Многозначительная пауза повисла в телефонной трубке. Щеки у Вивианы пылали, сердце колотилось. Наконец Дикси нехотя сообщила:

– Я, конечно, знаю не из первых рук, но похоже, что твой ковбой имеет к этому новому фонду самое непосредственное отношение. Ладно, Ви, ты не в настроении болтать, а я не в настроении тебя развлекать. Увидимся. Целую.

Раскаленная трубка стыла на рычажках. Вивиана мрачно смотрела на кресло.

Выход Шейна в свет она планировала под конец обучения. Он еще не готов. Только теперь, после всех этих дней безоблачного счастья, Вивиана поняла, как опасен ее мир. Мир Дикси Сеймур, мир денежных мешков, снобов и пустозвонов. Мир, где не просто оценивают по одежке, но еще и ждут малейшей оплошности, любой маленькой ошибки, чтобы растоптать, сровнять с землей…

– Ви? Ты что такая… странная?

– О, Господи, Шейн, я чуть не умерла! Почему ты так тихо вошел?

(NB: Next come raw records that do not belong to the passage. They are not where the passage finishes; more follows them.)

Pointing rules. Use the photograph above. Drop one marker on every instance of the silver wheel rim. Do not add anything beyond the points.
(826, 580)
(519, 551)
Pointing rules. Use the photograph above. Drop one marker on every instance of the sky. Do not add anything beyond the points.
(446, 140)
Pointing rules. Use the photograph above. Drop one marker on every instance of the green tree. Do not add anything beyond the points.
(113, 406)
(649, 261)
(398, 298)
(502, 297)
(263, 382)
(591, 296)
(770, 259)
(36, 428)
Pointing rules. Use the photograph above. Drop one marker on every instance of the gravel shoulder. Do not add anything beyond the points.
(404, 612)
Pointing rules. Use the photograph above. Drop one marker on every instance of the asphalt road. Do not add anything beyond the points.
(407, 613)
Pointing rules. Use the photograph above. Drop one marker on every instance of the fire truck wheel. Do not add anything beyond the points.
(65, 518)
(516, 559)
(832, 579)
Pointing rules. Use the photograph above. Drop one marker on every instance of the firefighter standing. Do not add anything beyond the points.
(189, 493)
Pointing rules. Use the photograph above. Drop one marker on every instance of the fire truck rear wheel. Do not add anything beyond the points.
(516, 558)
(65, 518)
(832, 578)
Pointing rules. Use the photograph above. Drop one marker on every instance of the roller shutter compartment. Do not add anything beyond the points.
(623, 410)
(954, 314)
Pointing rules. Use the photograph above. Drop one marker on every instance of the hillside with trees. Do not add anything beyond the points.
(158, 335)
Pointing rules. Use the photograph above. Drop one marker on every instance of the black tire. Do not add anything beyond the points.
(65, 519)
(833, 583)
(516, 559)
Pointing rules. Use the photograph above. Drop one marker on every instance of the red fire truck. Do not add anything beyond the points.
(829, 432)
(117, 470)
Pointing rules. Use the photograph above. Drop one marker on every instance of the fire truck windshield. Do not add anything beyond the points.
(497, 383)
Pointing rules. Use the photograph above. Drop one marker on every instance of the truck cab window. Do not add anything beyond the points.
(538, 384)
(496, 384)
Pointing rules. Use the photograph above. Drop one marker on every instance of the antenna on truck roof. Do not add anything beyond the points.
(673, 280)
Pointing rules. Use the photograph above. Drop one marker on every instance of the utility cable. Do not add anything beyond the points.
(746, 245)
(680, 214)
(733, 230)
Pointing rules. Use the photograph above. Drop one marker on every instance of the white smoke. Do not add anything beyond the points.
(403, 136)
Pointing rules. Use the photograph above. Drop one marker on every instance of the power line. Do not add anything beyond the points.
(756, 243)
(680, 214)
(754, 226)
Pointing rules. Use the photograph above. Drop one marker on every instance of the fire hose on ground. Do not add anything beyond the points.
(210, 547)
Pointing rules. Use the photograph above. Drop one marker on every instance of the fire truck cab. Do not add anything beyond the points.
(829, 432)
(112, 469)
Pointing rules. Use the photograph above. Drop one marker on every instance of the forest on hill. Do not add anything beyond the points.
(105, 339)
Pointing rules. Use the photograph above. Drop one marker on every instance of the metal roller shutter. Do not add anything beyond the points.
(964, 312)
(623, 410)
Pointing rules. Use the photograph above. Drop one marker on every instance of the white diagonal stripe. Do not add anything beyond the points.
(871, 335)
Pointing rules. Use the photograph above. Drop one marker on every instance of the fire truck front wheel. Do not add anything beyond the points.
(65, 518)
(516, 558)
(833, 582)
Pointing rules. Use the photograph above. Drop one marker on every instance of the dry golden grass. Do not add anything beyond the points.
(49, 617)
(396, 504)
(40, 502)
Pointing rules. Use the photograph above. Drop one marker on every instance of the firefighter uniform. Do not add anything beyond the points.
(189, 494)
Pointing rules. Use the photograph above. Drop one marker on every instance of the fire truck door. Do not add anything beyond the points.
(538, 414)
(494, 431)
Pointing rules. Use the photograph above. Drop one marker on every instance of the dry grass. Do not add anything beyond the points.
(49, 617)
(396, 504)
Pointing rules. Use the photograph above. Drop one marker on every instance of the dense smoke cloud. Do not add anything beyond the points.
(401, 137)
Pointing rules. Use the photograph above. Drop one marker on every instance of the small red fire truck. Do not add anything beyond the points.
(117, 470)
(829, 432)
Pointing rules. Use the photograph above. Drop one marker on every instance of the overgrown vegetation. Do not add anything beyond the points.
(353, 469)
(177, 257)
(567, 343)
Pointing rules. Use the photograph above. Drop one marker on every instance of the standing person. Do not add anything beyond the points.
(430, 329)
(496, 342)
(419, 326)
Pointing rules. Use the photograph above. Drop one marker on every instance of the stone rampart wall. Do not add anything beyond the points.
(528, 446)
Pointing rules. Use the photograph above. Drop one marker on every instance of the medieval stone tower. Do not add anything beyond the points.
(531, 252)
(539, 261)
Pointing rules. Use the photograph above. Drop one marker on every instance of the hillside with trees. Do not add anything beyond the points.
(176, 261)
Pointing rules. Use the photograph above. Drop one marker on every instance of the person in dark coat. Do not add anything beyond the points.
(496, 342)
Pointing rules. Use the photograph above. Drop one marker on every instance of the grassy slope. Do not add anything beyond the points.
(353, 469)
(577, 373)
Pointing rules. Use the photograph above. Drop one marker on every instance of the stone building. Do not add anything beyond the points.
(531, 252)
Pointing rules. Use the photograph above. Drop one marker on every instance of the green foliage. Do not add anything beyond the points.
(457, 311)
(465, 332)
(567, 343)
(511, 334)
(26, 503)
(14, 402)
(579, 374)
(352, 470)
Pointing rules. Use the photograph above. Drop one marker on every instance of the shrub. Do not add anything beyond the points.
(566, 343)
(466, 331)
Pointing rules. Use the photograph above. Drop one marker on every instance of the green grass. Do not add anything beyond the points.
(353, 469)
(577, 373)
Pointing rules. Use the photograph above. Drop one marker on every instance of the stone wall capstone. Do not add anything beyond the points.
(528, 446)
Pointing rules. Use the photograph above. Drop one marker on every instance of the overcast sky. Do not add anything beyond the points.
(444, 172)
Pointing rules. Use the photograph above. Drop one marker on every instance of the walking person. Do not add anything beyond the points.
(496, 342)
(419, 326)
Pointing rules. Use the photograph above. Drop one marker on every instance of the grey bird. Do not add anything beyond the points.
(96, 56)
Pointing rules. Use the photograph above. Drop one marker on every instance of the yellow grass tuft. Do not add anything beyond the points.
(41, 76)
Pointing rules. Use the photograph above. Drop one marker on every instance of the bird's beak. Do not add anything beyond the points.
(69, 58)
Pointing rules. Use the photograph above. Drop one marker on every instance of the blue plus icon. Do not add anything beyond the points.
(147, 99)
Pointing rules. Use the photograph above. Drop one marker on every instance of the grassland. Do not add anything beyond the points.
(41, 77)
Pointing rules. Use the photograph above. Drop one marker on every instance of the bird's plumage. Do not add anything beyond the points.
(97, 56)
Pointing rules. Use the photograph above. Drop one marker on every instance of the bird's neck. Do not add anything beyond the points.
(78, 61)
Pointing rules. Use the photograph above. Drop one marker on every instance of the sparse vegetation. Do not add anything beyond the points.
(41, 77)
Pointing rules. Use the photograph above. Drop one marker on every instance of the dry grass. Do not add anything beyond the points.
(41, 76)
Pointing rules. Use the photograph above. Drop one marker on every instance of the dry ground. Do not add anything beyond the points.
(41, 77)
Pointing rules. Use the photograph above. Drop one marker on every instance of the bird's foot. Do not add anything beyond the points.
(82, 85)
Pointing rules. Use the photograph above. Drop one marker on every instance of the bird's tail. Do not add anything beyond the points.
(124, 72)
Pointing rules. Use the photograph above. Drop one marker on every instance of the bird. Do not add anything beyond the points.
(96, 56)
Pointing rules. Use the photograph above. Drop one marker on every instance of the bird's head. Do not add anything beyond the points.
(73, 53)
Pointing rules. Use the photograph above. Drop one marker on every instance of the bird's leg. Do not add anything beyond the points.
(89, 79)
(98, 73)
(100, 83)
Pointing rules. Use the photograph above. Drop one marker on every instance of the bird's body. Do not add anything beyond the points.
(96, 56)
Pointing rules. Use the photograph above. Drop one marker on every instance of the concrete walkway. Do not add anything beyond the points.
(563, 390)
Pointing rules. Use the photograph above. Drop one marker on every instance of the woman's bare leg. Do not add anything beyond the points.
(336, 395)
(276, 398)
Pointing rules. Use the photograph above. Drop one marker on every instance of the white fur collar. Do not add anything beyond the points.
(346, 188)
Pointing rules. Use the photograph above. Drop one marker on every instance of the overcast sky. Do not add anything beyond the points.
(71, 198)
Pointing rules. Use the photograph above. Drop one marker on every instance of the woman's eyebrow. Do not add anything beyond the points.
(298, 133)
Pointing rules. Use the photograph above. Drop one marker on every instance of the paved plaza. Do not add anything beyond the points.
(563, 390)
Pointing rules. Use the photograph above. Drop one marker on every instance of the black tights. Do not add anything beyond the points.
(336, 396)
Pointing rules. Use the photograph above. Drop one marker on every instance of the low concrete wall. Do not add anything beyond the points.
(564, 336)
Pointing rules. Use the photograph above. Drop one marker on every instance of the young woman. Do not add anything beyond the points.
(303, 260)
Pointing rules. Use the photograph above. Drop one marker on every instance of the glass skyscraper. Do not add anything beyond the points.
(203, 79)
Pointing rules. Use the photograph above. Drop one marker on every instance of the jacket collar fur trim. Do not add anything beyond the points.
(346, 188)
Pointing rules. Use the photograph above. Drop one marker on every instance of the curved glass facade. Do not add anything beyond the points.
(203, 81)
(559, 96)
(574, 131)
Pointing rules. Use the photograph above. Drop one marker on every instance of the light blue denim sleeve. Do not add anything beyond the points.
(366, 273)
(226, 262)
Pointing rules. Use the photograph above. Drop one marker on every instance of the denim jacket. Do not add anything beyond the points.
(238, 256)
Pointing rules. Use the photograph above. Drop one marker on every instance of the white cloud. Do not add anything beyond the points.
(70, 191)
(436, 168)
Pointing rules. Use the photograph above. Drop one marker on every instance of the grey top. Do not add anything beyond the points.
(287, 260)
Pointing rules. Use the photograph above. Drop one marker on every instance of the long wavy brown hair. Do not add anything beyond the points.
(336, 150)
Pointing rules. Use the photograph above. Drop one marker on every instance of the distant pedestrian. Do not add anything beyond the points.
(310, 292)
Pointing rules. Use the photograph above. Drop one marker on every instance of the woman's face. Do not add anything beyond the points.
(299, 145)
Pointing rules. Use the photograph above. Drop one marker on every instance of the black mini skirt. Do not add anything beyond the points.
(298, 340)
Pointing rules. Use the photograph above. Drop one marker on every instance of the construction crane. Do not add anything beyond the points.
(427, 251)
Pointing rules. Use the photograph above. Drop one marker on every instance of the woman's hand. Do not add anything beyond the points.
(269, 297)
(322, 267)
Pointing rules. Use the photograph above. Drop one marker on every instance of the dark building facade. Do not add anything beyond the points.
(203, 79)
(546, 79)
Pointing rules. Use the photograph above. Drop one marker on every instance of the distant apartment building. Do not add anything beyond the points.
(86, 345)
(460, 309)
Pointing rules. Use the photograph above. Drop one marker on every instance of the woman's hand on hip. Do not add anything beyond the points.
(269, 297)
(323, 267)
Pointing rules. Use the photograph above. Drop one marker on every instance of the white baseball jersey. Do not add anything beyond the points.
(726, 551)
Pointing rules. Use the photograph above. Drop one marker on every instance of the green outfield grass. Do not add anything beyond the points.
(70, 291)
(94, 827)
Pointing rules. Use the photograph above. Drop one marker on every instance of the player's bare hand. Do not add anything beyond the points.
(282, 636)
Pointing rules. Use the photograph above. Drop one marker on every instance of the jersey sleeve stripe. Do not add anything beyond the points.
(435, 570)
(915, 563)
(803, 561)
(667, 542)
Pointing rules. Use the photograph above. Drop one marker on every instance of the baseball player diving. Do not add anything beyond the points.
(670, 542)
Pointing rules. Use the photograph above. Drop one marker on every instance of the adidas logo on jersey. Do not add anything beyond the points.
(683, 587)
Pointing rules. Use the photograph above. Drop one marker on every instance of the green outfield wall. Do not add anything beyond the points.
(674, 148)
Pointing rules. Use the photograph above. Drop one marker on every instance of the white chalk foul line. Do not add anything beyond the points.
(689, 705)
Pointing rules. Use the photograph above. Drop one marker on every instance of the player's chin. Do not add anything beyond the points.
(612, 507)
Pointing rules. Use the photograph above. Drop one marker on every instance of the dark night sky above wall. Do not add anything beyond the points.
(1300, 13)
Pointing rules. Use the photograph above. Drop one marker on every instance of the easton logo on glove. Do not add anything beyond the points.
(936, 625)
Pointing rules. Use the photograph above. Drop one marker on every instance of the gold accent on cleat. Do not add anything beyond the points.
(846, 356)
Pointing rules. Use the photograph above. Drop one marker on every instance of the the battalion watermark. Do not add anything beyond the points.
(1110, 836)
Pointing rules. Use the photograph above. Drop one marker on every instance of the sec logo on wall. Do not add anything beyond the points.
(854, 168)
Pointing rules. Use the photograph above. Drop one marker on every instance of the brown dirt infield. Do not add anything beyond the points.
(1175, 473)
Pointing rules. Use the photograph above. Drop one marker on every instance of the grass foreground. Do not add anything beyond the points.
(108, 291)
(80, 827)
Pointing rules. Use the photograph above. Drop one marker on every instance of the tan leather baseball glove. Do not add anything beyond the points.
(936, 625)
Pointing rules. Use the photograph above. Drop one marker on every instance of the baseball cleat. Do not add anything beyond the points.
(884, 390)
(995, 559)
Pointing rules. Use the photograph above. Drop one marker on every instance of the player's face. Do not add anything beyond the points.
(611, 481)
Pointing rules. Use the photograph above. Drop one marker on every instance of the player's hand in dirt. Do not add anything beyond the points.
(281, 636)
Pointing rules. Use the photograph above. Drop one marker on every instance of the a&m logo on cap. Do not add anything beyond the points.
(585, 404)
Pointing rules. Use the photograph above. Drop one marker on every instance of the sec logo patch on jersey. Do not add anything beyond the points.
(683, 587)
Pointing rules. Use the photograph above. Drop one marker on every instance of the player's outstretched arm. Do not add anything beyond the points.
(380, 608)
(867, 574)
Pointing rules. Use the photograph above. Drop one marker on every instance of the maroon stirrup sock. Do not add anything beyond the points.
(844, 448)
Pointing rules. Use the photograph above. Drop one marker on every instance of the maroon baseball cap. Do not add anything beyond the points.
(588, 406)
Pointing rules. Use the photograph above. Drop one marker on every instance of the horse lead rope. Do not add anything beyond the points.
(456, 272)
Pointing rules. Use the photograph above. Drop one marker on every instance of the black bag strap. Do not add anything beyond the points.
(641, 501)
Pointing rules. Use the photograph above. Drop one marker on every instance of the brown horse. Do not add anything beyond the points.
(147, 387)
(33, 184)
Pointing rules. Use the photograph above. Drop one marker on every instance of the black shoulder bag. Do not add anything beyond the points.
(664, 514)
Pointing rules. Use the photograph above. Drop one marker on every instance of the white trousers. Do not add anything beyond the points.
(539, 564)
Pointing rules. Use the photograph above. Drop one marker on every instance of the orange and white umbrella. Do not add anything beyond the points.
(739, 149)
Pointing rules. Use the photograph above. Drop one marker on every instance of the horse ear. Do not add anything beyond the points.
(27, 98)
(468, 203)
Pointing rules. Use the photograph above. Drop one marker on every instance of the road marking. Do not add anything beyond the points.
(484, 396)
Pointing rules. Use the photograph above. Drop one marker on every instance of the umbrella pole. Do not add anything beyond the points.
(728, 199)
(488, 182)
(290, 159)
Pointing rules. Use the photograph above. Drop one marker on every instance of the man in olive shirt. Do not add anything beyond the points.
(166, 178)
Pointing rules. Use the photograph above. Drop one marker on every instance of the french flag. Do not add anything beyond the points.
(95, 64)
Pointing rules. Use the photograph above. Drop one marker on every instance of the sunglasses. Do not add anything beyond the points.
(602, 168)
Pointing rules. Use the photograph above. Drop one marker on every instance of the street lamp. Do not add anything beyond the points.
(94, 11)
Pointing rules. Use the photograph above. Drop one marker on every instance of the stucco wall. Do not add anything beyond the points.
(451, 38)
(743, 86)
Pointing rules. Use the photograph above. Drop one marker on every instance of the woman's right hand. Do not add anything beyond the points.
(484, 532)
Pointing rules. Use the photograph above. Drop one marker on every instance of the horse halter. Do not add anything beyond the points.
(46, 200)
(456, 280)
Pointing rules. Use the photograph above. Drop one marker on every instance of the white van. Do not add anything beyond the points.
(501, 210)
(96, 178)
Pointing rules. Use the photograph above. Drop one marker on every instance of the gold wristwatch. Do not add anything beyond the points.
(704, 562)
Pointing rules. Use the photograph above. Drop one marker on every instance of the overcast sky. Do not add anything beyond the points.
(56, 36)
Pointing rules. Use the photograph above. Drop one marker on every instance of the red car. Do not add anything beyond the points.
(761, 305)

– Я вошел нормально. Не с песней, конечно, но и не на цыпочках. Ты задумалась?

– О да!

– О чем?

– Послезавтра у нас серьезное испытание.

Шейн Кримсон являл собой воплощенное спокойствие.

– Ты о приеме?

– Да, именно о нем. Ты уже знаешь?

– Естественно. Колин давно о нем говорил. Почему ты так озадачена?

Вивиана сердито взглянула на безмятежного ковбоя.

– Потому, что ты еще не готов.

– Брось, Ви. Обычный ужин в ресторане. Придут серьезные дяди и красивые тети. Все будут есть, хвалить твою бабушку и присматриваться ко мне.

– И тебе не страшно?

– А почему мне должно быть страшно? Они же меня не съедят. Ты меня выучила разным светским штучкам, я буду по возможности помалкивать – все обойдется.

– Нет! Не обойдется. Они будут смеяться над тобой, Шейн. Они будут унижать тебя. О, они умеют это делать очень хорошо, лучше всего на свете. Ты и не заметишь, как тебя сровняют с землей. А я не смогу смотреть на это… Потому что… Потому что… Я люблю тебя.

Вивиана закусила губу, а потом отчаянно выпалила:

– Ты не можешь туда идти!

– Почему, Ви?

– Ты… Ты не умеешь танцевать!

Шейн расхохотался, потом подхватил девушку на руки и закружил по комнате.

– Ви, я же боксом занимался. Не думаю, что танцы намного сложнее.

– Ты дурак, Кримсон. Я не пущу тебя. Обещала научить всему…

– Ну, так учи.

– Сейчас?

– А почему не сейчас? Музыки у нас завались, места тоже. Учи.

– Тогда поставь меня на пол, Шейн, пожалуйста.

На самом деле она боялась только одного: что сейчас не выдержит и обнимет его за шею, прижмется к этой могучей груди, вдохнет его запах – и наплюет на всю свою прошлую и нынешнюю жизнь.

– Ладно. Учить – так учить. Ставь музыку.

***

Сначала они попили кофе, потом Шейн переоделся, потом позвонил Колин и сообщил все подробности о предстоящем бале – одним словом, за окнами уже сгустились тоскливые августовские сумерки, когда в гостиной начался урок танцев.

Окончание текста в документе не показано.